In the absence of actual content...
Preferred sexual styles: Partner Engagement and Role Enactment -- Romantic Relational and Emotional, Dramatic Exuberant and Lustful
What's your sexual style? Take the sexual style quiz for yourself!


"Your sexual style is predominantly Partner Engagement. For you, sex is about union with the beloved Other. It is a loving communion with your partner by which you tear down the walls of existential isolation and truly touch, if only for a moment, another human spirit. Sex, for you, is expressive; it is a sharing of your feelings as well as of your body. For you, virtuosic techniques of love making don't hold a candle to heart-felt fumblings.

You expect sex to be a dance of mutual pleasuring, a vehicle by which both partners express their affection for one another. For you, the concept of "loving" is a union of both feeling and deed.

Romance is a major theme in eroticism for you. You expect sex to be romantic, full of kisses, caressing, and eye contact. When you talk during sex, it's romantic endearments. Your fantasies typically involve such things as valentines, love songs, a partner's face, the idea of union and the theme of rebirth.

Your criterion of good sex is that which causes a loving union with your partner. You expect your partner to act loving to you in sex and to be willing to join with you.

Your experience of orgasm is a flowing loss of self in a merger with your partner.

The meaning you make of sex is
a celebration of life. You see in sex a rejoicing in being alive and a rejoicing in your partner. Sex makes you feel connected deeply to your partner."


"Your sexual style is predominantly Role Enactment. For you, sex is an adventure or a drama; it's about the passion, the exhilaration, the thrill. Sex, for you, is a natural extension of your playful, exuberant zest for life. You are inventive, spontaneous, and occasionally reckless, and take quite a bit of pride in your prowess in the bedroom... and the living room, the kitchen, the back seat of cars, elevators, rooftops, airplane lavatories.

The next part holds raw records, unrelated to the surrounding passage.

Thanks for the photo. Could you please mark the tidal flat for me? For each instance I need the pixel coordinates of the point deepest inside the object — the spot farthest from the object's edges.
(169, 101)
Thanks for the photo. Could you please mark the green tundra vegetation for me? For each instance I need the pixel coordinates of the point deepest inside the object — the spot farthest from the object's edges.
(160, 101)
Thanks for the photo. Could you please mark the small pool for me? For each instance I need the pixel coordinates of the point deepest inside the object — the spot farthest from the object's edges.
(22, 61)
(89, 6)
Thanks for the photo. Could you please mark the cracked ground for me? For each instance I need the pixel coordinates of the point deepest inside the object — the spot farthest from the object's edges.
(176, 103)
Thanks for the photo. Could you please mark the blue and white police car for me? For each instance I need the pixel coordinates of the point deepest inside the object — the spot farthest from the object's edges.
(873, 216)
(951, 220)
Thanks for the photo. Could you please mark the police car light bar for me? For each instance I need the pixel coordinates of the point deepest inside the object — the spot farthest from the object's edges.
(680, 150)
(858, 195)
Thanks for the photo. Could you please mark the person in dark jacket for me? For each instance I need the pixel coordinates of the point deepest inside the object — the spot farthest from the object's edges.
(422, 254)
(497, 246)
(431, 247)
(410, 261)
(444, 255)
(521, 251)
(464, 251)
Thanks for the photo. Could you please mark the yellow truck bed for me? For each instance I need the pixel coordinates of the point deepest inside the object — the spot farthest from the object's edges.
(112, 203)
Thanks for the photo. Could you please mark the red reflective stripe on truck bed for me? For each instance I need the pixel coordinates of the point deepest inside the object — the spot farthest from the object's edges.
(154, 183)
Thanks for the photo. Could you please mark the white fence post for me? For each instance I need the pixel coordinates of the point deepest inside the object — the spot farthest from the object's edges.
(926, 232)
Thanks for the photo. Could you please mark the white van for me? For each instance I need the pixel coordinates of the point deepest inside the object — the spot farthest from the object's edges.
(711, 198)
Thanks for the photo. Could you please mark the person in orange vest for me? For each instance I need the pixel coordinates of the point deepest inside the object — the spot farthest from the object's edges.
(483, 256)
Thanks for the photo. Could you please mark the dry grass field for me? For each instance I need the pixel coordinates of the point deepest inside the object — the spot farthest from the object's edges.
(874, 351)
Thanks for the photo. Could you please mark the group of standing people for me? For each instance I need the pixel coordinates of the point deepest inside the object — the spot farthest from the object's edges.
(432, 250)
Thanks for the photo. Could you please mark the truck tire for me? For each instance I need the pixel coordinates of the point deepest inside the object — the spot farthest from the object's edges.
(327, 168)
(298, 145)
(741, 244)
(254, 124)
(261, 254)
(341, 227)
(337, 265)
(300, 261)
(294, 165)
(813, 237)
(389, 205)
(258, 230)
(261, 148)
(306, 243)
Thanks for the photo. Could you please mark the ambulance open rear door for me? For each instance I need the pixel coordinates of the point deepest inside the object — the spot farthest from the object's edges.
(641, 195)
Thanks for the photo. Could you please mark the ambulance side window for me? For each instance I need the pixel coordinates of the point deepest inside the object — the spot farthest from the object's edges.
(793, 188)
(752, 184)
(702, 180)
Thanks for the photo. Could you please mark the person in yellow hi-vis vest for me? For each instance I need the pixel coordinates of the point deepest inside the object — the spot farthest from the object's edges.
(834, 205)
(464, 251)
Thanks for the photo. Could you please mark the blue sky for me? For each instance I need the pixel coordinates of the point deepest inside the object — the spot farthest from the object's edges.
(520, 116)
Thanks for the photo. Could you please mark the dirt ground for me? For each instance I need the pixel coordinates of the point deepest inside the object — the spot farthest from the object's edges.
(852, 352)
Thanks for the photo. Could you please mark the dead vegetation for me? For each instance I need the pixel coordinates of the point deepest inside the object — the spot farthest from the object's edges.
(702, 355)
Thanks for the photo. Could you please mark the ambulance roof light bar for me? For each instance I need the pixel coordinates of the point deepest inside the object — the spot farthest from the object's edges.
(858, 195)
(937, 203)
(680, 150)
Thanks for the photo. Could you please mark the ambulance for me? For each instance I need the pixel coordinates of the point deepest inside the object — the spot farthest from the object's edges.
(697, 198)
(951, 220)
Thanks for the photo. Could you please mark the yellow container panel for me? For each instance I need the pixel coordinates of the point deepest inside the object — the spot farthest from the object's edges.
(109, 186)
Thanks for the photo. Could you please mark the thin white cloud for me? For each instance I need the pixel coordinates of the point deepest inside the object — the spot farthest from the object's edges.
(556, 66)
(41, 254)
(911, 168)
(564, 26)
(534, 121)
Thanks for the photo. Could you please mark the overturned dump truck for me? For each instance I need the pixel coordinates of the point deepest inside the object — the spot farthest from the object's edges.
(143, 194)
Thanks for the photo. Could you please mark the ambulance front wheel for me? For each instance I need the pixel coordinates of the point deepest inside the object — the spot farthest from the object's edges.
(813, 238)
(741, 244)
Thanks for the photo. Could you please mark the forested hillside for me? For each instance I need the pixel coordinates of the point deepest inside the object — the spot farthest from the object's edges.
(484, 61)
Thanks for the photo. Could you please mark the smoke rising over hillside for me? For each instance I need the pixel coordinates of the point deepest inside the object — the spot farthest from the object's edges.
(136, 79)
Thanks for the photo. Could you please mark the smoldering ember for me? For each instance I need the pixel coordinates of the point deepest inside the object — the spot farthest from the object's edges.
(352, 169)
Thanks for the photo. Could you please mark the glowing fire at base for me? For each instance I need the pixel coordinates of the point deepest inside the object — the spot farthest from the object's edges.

You expect sex to be lusty, wild, dramatic, and, above all, ever changing. You hunger for variety and novelty. You have an exhibitionist streak. You tend to be very active in sex -- no tantric meditations for you -- and keep up a steady stream of talk, both exhortations to your partner and "dirty talk". You are a connoisseur of sexual skills and techniques, especially around oral sex and intercourse.

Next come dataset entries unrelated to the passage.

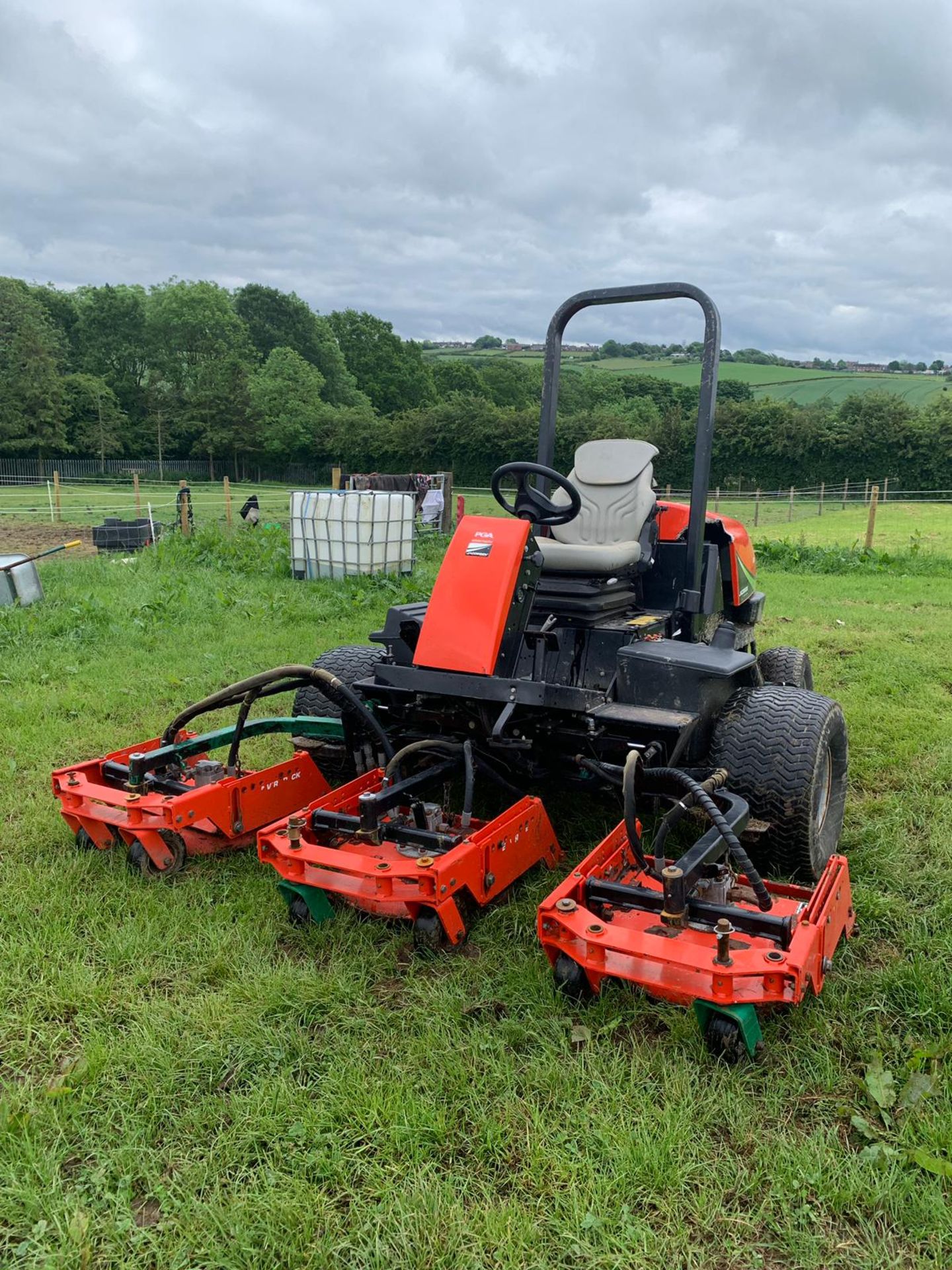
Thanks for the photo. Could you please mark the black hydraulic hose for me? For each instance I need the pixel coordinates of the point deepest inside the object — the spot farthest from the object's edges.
(470, 785)
(676, 777)
(415, 747)
(607, 771)
(630, 778)
(680, 810)
(284, 679)
(251, 698)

Your sexual fantasies are scripted for novelty, drama, and exhibition. They tend to be narrative, concerning who does what next. Your fantasies run wild; you like to push the edge simply because it's the edge. The fact something is daring or extreme is a turn on for you. You love a sexual challenge.

Your criterion of good sex is that which completely overcomes you with passion and lust. You crave the sense that you were swept away and even had no self-control in the face of your desire. You expect your partner to work with you, to coordinate and cooperate with you in bringing this about, and to reciprocate your energy and enthusiasm, to meet your passion with his or her own.

Your experience of orgasm is pretty theatrical and comes with the sense that it over takes you, non-volitionally: that you can't help it but give in to it.

The meaning you make of sex is that of fulfilling an archetypal role. It makes you feel like a real man or woman. It plays out a timeless drama larger than yourself."



Why I often have a problem with most quizzes is that it's all so black and white. I will admit to bodging the results on this one slightly after my first run through gave me just Partner Engagement. While I think that's perfectly accurate and realistic, I'd say I have a 50/50 split going with Role Enactment, when I'm in a relationship that allows me equal freedom to express both sides of my need, such as my time with Kali. Most of my relationships have lent themselves more towards Partner Engagement.

With so few questions, it's very easy to get one over the other based on a single answer, so I wasn't worried about messing about to lead things in the direction I wanted.

All said, I really like the write-up for the first one. Puts into words a lot of what I feel much of the time.

Write up on the second I find more clumsy and less accurate in terms of wording.